HERV AND SOLITARY LTR ELEMENTS ARE IMPLICATED IN VARIOUS HUMAN DISEASES

HERV and solitary LTR elements can cause several human diseases such as azoospermia, multiple sclerosis, schizophrenia, diabetes, and cancer (Conrad et al., 1997; Kamp et al., 2000; Karlsson et al., 2001; Kim et al., 1999a; 1999b; Li et al., 2020; Patzke et al., 2002; Perron et al., 1997; Xiao and Xu, 2021). Apolipoprotein C1 (APOC1) appears to be an independent prognostic factor in patients with clear cell renal cell carcinoma (ccRCC). APOC1 could be a potential therapeutic target for ccRCC as it regulates cell growth and metastasis pathways (Xiao and Xu, 2021). APOC1 promotes metastasis of ccRCC cells by activating STAT3. Moreover, the metastatic potential of ccRCC cells driven by APOC1 is suppressed by DPP-4 inhibition (Li et al., 2020). Human transcripts containing HERV-E LTRs are fused to the APOC1 and endothelin B receptor (EBR) genes (Medstrand et al., 2001). Alternative transcripts of APOC1 and EBR are initiated and promoted by LTRs. In contrast to the LTR at the APOC1 locus, a significant proportion of EBR transcripts is derived from the LTR promoter in the placenta. This type of LTR element seems to have a dual role, acting both as a promoter and an enhancer for the expression of neighboring functional genes in specific tissues (Fig. 4).

Figure F4
Some of the HERVs and solitary LTRs caused by exogenous retrovirus infection could have potential ZFS, and be integrated into the neighboring region of functional genes. This integration could result ...

LY6K-AS long noncoding RNA (lncRNA) is an anti-sense transcript, known as a prognostic biomarker, which shows elevated expression in patients with lung adenocarcinoma (LUAD); higher expression of LY6K-AS in LUAD predicts poor survival outcomes, indicating that LY6K-AS silencing is a promising therapeutic option, which inhibits oncogenic mitotic progression in LUAD (Ali et al., 2021).

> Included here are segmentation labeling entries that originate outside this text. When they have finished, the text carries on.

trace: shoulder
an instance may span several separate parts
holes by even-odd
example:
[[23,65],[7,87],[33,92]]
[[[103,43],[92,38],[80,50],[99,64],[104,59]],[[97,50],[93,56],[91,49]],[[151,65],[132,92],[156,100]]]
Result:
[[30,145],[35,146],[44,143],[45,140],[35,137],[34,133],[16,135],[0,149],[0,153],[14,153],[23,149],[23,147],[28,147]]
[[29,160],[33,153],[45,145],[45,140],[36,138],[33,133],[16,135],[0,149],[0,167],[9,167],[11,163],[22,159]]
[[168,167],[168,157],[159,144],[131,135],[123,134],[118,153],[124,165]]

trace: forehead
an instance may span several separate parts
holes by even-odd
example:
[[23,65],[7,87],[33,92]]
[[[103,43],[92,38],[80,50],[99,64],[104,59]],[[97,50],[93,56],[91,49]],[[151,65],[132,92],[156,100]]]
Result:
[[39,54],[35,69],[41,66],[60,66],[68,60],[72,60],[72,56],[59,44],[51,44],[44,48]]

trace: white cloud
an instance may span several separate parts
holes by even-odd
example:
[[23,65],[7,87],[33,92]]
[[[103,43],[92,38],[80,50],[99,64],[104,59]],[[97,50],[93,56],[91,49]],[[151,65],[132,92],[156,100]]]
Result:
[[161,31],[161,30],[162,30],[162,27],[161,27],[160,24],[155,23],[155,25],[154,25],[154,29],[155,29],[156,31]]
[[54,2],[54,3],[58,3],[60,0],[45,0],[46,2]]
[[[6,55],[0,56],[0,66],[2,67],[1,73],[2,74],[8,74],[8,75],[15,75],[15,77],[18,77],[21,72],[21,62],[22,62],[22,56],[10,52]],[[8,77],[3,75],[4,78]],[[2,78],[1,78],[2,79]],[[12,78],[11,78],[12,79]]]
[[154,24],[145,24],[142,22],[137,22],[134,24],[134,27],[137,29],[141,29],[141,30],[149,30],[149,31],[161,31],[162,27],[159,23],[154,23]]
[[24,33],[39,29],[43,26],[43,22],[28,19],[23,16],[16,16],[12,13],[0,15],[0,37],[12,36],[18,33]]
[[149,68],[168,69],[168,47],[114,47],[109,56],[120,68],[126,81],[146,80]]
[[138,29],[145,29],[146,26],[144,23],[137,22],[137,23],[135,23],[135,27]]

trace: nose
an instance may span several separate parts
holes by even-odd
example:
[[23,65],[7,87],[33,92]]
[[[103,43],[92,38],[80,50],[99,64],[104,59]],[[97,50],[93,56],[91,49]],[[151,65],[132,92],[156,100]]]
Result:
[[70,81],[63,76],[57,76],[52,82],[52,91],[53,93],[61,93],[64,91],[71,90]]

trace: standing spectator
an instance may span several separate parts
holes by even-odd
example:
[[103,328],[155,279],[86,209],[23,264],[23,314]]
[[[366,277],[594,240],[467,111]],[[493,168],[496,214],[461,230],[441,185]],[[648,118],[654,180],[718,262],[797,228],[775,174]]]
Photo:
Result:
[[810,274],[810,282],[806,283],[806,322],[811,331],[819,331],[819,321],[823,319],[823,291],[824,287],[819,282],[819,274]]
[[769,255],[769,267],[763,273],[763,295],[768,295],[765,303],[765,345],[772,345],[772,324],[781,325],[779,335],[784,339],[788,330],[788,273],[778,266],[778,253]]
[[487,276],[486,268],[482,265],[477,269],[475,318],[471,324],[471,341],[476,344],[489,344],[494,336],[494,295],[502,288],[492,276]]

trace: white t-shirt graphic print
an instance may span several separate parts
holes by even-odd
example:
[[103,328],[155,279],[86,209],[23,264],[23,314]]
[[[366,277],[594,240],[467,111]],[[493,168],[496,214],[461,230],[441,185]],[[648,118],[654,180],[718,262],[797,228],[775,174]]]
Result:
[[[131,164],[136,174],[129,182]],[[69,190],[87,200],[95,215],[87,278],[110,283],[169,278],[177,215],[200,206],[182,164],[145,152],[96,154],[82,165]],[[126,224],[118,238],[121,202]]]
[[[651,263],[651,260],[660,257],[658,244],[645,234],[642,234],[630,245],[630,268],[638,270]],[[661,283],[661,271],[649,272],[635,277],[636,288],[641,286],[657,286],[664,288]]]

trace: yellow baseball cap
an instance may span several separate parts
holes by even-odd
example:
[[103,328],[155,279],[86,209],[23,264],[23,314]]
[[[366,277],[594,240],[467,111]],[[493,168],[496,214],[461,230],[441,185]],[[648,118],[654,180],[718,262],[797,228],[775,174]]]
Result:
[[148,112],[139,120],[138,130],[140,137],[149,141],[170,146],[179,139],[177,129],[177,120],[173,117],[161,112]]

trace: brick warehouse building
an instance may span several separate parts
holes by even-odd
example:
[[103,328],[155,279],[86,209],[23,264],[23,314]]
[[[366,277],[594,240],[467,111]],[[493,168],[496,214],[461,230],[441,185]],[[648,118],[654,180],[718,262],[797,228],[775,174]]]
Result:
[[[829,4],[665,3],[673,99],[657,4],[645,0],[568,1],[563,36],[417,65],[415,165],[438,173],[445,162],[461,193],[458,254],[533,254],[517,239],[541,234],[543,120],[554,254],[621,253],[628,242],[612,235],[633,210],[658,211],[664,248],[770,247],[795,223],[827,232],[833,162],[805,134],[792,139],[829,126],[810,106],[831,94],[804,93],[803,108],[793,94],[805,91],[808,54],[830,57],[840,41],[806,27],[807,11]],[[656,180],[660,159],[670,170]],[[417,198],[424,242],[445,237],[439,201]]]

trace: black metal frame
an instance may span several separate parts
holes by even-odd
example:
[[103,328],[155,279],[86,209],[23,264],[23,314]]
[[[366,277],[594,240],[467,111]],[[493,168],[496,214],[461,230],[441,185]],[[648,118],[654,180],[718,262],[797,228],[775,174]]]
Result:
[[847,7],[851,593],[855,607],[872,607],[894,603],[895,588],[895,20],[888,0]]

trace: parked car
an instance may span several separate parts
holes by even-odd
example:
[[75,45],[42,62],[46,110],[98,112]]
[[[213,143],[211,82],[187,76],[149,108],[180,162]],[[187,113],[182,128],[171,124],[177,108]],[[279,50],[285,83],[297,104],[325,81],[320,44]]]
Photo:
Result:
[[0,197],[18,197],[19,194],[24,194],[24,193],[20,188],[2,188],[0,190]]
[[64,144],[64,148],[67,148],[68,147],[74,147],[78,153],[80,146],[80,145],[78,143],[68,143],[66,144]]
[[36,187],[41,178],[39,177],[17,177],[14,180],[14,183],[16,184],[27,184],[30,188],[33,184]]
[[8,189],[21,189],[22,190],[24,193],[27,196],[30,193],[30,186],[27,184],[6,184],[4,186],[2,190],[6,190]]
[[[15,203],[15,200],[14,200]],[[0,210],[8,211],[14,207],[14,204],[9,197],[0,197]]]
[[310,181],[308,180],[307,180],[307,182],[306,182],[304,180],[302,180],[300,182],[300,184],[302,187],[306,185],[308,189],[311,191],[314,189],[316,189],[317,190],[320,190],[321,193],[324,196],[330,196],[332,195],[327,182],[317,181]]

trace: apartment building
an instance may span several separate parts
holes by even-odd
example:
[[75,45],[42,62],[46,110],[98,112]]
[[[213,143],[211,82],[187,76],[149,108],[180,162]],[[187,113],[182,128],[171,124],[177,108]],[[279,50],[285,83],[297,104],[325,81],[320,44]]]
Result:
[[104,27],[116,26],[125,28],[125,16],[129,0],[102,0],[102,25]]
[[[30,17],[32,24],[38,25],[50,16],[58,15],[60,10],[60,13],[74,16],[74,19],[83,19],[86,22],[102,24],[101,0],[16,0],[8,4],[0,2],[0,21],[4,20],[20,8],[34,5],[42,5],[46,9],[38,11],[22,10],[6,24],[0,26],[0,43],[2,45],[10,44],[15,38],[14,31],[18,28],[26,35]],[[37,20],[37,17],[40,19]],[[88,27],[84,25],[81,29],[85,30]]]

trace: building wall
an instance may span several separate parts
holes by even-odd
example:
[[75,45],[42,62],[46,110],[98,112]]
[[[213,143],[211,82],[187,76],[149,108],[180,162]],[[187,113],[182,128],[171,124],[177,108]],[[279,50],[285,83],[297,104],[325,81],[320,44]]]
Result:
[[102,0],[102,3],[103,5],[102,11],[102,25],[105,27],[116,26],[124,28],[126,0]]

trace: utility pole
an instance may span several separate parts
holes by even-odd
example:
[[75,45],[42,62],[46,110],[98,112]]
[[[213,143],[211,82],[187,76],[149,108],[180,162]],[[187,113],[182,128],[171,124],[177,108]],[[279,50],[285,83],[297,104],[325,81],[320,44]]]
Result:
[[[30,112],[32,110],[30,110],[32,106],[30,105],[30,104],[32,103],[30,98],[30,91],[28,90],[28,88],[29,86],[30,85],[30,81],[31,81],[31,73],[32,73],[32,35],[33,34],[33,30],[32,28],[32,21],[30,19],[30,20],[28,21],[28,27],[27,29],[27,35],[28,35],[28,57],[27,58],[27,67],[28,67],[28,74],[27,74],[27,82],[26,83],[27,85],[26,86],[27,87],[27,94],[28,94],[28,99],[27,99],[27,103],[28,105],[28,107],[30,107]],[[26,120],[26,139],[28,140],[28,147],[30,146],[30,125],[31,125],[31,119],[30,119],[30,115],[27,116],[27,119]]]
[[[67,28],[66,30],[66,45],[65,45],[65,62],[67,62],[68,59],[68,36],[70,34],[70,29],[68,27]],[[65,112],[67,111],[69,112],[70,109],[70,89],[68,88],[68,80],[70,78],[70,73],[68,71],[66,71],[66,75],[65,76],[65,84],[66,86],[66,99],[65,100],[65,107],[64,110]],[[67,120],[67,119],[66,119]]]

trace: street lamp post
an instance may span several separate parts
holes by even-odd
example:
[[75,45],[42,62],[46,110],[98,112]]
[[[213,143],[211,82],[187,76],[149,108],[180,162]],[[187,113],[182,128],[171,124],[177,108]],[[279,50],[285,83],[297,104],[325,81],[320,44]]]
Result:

Osteoarthritis (OA) is the most prevalent articulating joint disease in humans and frequently results in joint pain, movement limitations, inflammation, and progressive degradation of the articular cartilage. LncRNAs are involved in multiple cellular and biological processes. Moreover, numerous lncRNAs are differentially expressed in human OA cartilage (Abbasifard et al., 2020). LncRNA-mRNA co-expression analysis has revealed a remarkable relationship, wherein OTOA may play a critical role in the differential mechanisms of OA progression between Tibetan and Han Chinese populations (Luo et al., 2021). LncRNA-derived LINC00652 can exert biological functions by co-expression with prognostic genes (INSL3, SNAP91, and REN) and lipid metabolism-related genes (MIA2, APOA1). Accordingly, this lncRNA-mRNA-based classifier might be clinically useful for predicting the recurrence and prognosis of childhood acute lymphoblastic leukemia (ALL) (Qi et al., 2021).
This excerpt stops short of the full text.